* Study finds virus travels with blood straight to tumour
* Double blow therapy kills cancer and acts like vaccine
* Small study in 10 patients suggests future range of uses
By Kate Kelland
LONDON, June 13 (Reuters) - In a significant step forward for the development of a potential new cancer treatment, scientists have found how a common cold virus can kill tumours and trigger an immune response, like a vaccine, when injected into the blood stream.
Researchers from Britain's Leeds University and the Institute of Cancer Research (ICR) said by hitching a ride on blood cells, the virus was protected from antibodies in the blood stream that might otherwise neutralise its cancer-fighting abilities.
The findings suggest viral therapies like this, called reovirus, could be injected into the blood stream at routine outpatient appointments - like standard chemotherapy - making them potentially suitable for treating a range of cancers.
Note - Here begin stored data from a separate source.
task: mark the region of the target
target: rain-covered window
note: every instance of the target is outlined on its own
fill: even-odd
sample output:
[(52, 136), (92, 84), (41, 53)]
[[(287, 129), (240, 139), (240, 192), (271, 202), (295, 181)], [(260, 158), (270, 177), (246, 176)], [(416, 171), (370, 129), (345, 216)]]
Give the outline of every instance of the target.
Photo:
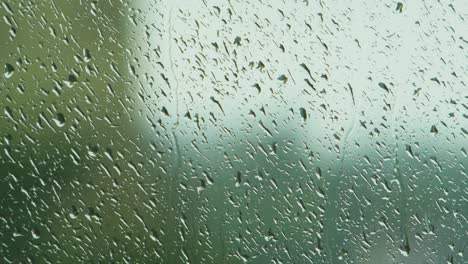
[(468, 263), (464, 0), (0, 17), (0, 263)]

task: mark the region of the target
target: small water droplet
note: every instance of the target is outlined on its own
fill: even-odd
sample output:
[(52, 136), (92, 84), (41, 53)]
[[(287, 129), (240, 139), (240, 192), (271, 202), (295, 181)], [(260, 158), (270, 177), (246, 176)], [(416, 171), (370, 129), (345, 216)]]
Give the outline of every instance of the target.
[(83, 54), (84, 54), (85, 62), (90, 62), (91, 61), (91, 52), (89, 51), (89, 49), (84, 49)]
[(288, 77), (286, 77), (286, 75), (283, 74), (280, 77), (278, 77), (278, 80), (282, 81), (283, 83), (286, 83), (288, 81)]
[(58, 127), (63, 127), (65, 126), (65, 116), (62, 113), (58, 113), (54, 117), (54, 122)]
[(307, 121), (307, 112), (304, 108), (299, 108), (299, 112), (301, 113), (302, 119), (304, 119), (304, 122)]
[(88, 155), (92, 158), (96, 157), (99, 147), (97, 145), (88, 145)]
[(403, 12), (403, 3), (398, 2), (395, 10), (399, 11), (400, 13)]
[(39, 233), (39, 230), (37, 230), (36, 228), (33, 228), (31, 230), (31, 235), (34, 239), (39, 239), (41, 237), (41, 234)]
[(69, 87), (69, 88), (72, 88), (73, 85), (78, 81), (78, 79), (76, 79), (76, 76), (73, 75), (73, 74), (70, 74), (68, 75), (68, 79), (65, 81), (65, 84)]
[(234, 44), (236, 44), (237, 46), (240, 46), (241, 45), (241, 40), (242, 40), (241, 37), (236, 37), (234, 39)]
[(10, 78), (13, 76), (13, 73), (15, 73), (15, 68), (13, 68), (13, 65), (9, 63), (5, 64), (5, 78)]
[(78, 217), (78, 210), (76, 209), (76, 206), (72, 206), (70, 213), (68, 214), (71, 219), (76, 219)]

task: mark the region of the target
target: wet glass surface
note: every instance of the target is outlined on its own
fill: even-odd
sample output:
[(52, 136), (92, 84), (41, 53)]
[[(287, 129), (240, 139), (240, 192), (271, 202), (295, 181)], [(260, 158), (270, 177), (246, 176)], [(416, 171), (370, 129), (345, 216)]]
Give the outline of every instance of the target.
[(464, 1), (2, 1), (1, 263), (468, 263)]

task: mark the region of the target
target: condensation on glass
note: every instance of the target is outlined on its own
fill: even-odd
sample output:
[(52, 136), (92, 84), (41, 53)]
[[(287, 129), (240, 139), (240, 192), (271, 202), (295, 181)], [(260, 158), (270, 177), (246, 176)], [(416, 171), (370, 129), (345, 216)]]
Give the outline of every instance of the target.
[(468, 263), (464, 1), (0, 16), (0, 262)]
The study, part-funded by the charity Cancer Research UK and conducted on 10 patients with advanced bowel cancer, confirmed that reovirus attacks on two fronts - killing cancer cells directly and triggering an immune response that helps eliminate leftover cancer cells.
"Viral treatments like reovirus are showing real promise in patient trials. This study gives us the very good news that it should be possible to deliver these treatments with a simple injection into the blood stream," said Kevin Harrington from ICR, who co-led the study and published it in the journal Science Translational Medicine on Wednesday.
Harrington said if viral treatments had been found only to work when injected directly into tumours, that would have been a significant barrier to their widespread use.
"But the finding that they can hitch a ride on blood cells will potentially make them relevant to a broad range of cancers," he said.
Reovirus is being investigated by several research teams around the world - including scientists at Canada's Oncolytics Biotech Inc - because it has shown an ability to infect and kill cancer cells without affecting normal tissue.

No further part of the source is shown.